Honeywell turbo technology was celebrated in the winner’s circle of the famed 24 Hours of Le Mans endurance race for the 18th
consecutive year while helping Porsche Motorsport LMP Team to its third consecutive win as well.
Victory at the world's oldest endurance car race was anything but assured as the team experienced technical problems early and spent more than an hour in the pits. At one point in the scoring, it was in the 56th
place but was able to take advantage of setbacks suffered by others during the grueling event. In the end, the Porsche Motorport LMP Team won by about a minute, just ahead of Jackie Chan DC Racing car, owned by the famed action movie star.
This year marked the 50th race since 1923 and another example of our technology's long-term effect on the industry. “Honeywell has a long history of success in motorsports dating back several decades to the 1960s at Indianapolis and then across various types of racing all around the world,” said Honeywell Transportation Systems Chief Technology Officer Craig Balis. “Honeywell’s portfolio of leading-edge technologies coupled with the expertise of our engineers help teams meet the extreme demands of professional motorsports. The new gas and hybrid systems used at Le Mans -- the highest level of endurance racing in the world -- are signaling the opportunities to improve production vehicles for efficiency and emissions in the near future.”
Nearly two decades of success at Le Mans reflects upon Honeywell’s ability to provide turbocharging technology across a number of different powertrain configurations. This year, we supported all of the Porsche and Toyota factory-led teams competing in the top Le Mans Prototype 1 (LMP1) category and partnered with the Ford factory team, which finished second in the Le Mans Grand Touring Endurance (GTE) category.
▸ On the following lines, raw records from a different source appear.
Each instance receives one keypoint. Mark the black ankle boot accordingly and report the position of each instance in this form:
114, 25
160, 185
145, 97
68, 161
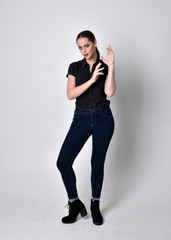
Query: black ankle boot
95, 212
75, 208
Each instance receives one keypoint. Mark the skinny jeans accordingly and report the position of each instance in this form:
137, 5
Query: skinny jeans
98, 123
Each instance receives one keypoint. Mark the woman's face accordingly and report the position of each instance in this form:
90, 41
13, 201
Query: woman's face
86, 47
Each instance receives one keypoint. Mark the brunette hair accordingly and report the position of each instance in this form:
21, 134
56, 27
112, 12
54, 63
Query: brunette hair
88, 34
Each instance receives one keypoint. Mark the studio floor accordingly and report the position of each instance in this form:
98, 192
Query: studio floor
32, 221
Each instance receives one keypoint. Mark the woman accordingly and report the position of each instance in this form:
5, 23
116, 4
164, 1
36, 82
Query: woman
90, 81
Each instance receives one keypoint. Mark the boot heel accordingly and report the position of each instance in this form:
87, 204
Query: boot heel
83, 212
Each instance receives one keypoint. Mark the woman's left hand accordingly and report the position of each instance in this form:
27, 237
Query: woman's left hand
109, 57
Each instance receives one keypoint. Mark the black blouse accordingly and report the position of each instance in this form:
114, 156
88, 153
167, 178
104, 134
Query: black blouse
94, 96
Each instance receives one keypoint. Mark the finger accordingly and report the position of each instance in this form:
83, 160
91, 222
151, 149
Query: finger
100, 69
98, 65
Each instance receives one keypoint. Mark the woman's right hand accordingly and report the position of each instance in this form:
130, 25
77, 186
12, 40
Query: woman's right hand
97, 72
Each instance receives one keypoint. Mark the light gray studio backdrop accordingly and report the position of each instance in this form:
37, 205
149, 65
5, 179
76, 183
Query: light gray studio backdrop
37, 41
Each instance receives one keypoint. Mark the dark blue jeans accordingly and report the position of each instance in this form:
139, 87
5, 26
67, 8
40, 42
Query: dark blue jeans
86, 122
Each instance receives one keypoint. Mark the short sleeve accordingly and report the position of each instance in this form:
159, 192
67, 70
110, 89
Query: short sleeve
71, 70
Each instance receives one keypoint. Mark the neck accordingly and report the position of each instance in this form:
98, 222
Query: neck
92, 60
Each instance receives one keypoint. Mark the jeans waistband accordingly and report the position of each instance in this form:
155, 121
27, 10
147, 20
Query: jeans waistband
92, 109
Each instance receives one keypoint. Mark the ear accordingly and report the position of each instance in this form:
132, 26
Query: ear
95, 42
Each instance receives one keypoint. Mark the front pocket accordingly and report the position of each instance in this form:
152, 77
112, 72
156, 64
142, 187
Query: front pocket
77, 115
107, 113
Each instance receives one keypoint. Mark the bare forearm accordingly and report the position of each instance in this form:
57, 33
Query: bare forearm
110, 85
77, 91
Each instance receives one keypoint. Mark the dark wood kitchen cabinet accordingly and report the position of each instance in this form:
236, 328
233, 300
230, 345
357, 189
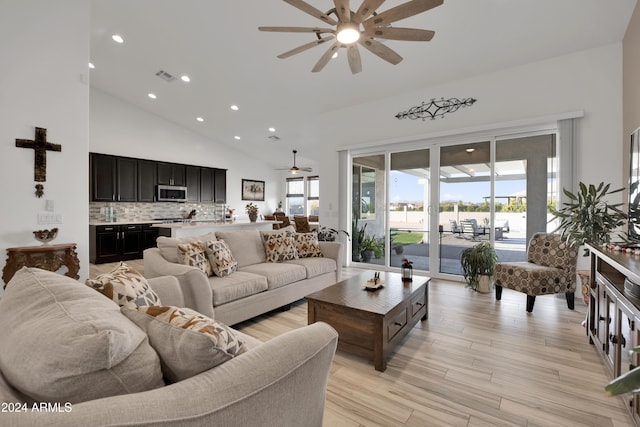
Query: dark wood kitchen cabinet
213, 185
124, 179
112, 243
113, 179
149, 236
147, 181
172, 174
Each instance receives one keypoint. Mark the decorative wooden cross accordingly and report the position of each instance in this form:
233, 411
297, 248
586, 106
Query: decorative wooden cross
40, 145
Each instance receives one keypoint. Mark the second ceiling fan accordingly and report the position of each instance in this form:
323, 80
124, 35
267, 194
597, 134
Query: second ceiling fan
295, 169
362, 27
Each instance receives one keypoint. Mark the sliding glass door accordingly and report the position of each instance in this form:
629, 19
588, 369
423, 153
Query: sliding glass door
428, 204
408, 226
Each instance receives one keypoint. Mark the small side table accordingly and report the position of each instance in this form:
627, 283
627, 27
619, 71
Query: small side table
47, 257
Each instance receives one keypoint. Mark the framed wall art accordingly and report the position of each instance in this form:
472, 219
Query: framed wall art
252, 190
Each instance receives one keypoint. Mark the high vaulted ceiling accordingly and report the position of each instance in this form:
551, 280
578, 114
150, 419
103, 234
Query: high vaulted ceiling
218, 45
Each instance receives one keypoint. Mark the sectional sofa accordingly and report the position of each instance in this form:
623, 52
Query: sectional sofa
269, 273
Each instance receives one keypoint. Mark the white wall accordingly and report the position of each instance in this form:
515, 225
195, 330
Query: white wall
122, 129
589, 81
44, 48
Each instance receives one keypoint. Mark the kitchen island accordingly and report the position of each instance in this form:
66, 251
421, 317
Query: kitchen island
198, 228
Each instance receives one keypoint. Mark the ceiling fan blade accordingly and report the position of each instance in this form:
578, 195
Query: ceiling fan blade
324, 59
307, 8
365, 10
405, 10
297, 30
380, 50
304, 47
353, 55
393, 33
343, 11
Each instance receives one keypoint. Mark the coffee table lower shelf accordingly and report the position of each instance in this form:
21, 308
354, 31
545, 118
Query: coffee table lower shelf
371, 323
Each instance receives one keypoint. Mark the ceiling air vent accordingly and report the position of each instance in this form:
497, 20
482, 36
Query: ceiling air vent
165, 76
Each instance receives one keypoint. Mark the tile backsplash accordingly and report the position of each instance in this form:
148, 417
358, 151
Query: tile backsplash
149, 211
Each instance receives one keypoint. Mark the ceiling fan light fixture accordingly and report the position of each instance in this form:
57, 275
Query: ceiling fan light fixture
348, 33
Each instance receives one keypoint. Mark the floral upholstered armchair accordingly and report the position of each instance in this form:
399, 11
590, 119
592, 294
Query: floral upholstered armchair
550, 268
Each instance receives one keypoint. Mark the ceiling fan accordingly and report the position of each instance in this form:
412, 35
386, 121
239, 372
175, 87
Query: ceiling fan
295, 169
348, 29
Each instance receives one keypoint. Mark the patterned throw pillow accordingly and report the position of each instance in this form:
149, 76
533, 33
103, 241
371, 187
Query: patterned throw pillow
307, 245
279, 246
195, 255
186, 341
125, 286
222, 261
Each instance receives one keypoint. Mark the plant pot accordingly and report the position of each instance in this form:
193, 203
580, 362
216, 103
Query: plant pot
484, 284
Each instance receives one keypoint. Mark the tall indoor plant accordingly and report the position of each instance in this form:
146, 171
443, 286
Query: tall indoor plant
588, 217
478, 263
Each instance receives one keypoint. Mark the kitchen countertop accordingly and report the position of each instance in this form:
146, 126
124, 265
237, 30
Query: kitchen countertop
208, 224
149, 221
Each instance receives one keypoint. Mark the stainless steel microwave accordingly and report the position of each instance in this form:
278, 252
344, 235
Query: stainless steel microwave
171, 193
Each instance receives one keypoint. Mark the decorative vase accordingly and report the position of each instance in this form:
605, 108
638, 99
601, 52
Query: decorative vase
484, 284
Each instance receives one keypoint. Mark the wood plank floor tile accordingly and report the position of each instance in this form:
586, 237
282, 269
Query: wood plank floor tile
474, 362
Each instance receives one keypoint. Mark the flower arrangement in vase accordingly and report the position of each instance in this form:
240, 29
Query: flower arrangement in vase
252, 211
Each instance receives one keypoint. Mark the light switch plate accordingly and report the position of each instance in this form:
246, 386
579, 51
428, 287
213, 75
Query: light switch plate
49, 218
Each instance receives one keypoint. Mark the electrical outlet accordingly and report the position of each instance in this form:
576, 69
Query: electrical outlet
49, 218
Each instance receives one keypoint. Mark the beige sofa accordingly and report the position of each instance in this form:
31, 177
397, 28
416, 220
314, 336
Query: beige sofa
256, 287
58, 338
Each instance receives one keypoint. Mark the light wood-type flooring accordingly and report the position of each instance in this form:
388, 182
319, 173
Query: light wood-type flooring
473, 362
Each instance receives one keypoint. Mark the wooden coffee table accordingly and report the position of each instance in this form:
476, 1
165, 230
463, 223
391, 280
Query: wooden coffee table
371, 323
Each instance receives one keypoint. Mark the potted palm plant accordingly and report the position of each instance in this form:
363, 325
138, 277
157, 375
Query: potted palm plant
588, 217
478, 263
326, 234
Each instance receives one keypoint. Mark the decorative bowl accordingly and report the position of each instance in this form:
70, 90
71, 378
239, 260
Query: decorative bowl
45, 236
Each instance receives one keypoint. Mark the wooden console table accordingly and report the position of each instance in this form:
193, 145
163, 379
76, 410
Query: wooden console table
47, 257
614, 315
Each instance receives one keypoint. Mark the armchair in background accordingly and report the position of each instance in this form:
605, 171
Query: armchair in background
550, 269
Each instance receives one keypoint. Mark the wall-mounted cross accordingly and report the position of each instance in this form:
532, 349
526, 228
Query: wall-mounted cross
41, 146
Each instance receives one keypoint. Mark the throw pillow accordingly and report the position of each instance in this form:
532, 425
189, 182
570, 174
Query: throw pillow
222, 261
279, 246
64, 342
195, 255
307, 245
186, 341
125, 286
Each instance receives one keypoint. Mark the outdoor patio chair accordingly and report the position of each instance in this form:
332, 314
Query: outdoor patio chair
550, 269
455, 228
470, 229
301, 224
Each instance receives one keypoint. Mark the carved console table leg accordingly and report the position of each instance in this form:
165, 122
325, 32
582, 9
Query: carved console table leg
47, 257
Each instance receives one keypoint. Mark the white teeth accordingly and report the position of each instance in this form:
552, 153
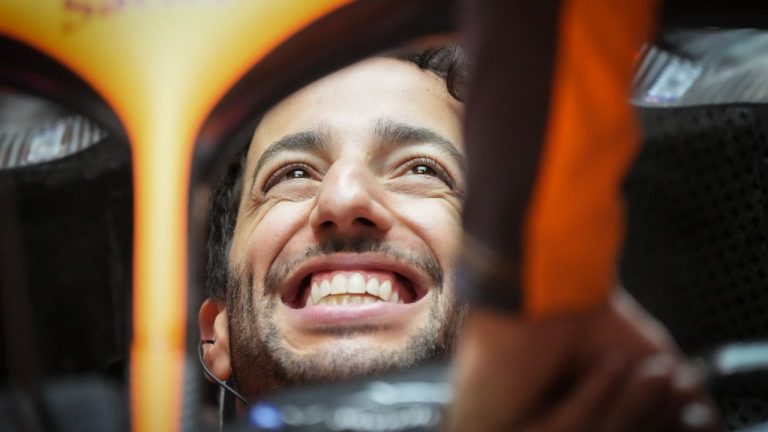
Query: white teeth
356, 284
328, 292
325, 288
372, 287
395, 298
339, 284
315, 294
385, 290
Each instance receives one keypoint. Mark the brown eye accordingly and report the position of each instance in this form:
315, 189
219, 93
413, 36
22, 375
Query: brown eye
287, 174
423, 170
297, 173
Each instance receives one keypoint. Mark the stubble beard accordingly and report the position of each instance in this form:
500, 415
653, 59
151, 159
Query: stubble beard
262, 361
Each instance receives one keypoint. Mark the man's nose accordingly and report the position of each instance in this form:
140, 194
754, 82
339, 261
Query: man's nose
351, 200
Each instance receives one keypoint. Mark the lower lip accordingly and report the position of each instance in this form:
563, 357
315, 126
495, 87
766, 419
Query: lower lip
375, 314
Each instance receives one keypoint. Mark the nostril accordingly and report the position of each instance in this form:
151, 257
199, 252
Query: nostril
365, 222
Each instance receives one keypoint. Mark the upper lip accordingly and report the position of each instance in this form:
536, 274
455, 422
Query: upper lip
418, 280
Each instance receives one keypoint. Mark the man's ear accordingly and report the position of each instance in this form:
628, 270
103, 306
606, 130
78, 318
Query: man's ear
212, 320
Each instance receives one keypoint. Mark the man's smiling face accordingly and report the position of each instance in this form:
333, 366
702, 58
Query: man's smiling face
347, 227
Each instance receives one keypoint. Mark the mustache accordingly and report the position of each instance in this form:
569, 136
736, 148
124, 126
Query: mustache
425, 262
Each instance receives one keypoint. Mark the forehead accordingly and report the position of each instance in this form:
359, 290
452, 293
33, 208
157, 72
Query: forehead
350, 102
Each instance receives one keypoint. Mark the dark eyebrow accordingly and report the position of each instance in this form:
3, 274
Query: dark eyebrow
389, 132
306, 141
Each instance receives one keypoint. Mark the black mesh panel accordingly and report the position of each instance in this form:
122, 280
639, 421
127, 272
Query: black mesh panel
696, 253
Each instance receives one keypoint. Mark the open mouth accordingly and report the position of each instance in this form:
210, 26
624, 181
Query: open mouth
353, 288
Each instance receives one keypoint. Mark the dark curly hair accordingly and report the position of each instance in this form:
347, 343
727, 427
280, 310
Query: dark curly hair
449, 62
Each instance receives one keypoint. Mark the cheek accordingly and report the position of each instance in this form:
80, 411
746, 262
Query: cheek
437, 222
272, 232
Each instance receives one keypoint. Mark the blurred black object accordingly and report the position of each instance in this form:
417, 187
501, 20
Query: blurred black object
413, 401
87, 404
696, 252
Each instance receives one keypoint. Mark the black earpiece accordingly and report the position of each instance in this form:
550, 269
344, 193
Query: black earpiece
210, 374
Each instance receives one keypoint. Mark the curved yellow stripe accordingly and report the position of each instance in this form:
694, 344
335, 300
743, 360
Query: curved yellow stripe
161, 65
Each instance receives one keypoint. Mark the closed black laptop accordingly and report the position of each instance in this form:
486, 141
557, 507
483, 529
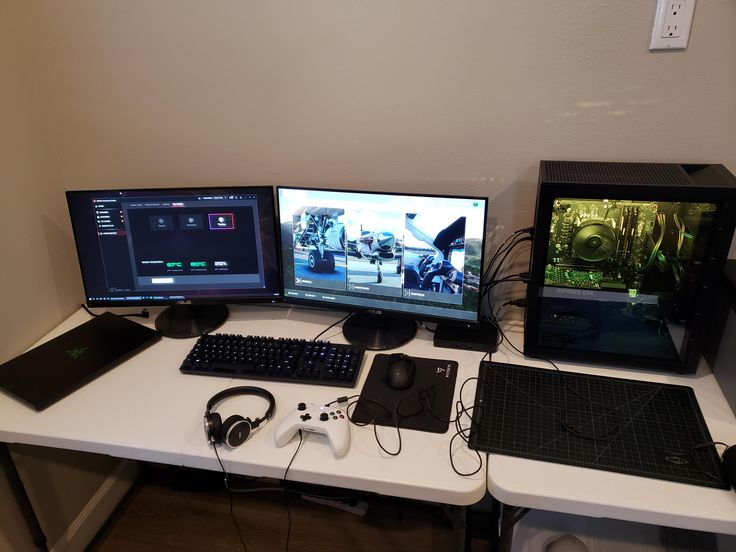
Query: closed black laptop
51, 371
Fueling the winning car was our gasoline DualBoost™ turbo technology with all-new compressor and turbine aerodynamics that provides 20 to 30 percent better transient response for improved acceleration out of corners and more steady state engine power from higher turbine efficiency. This is achieved in an overall lighter weight package that is 10 to 20 percent smaller than an equivalent standard gasoline turbo.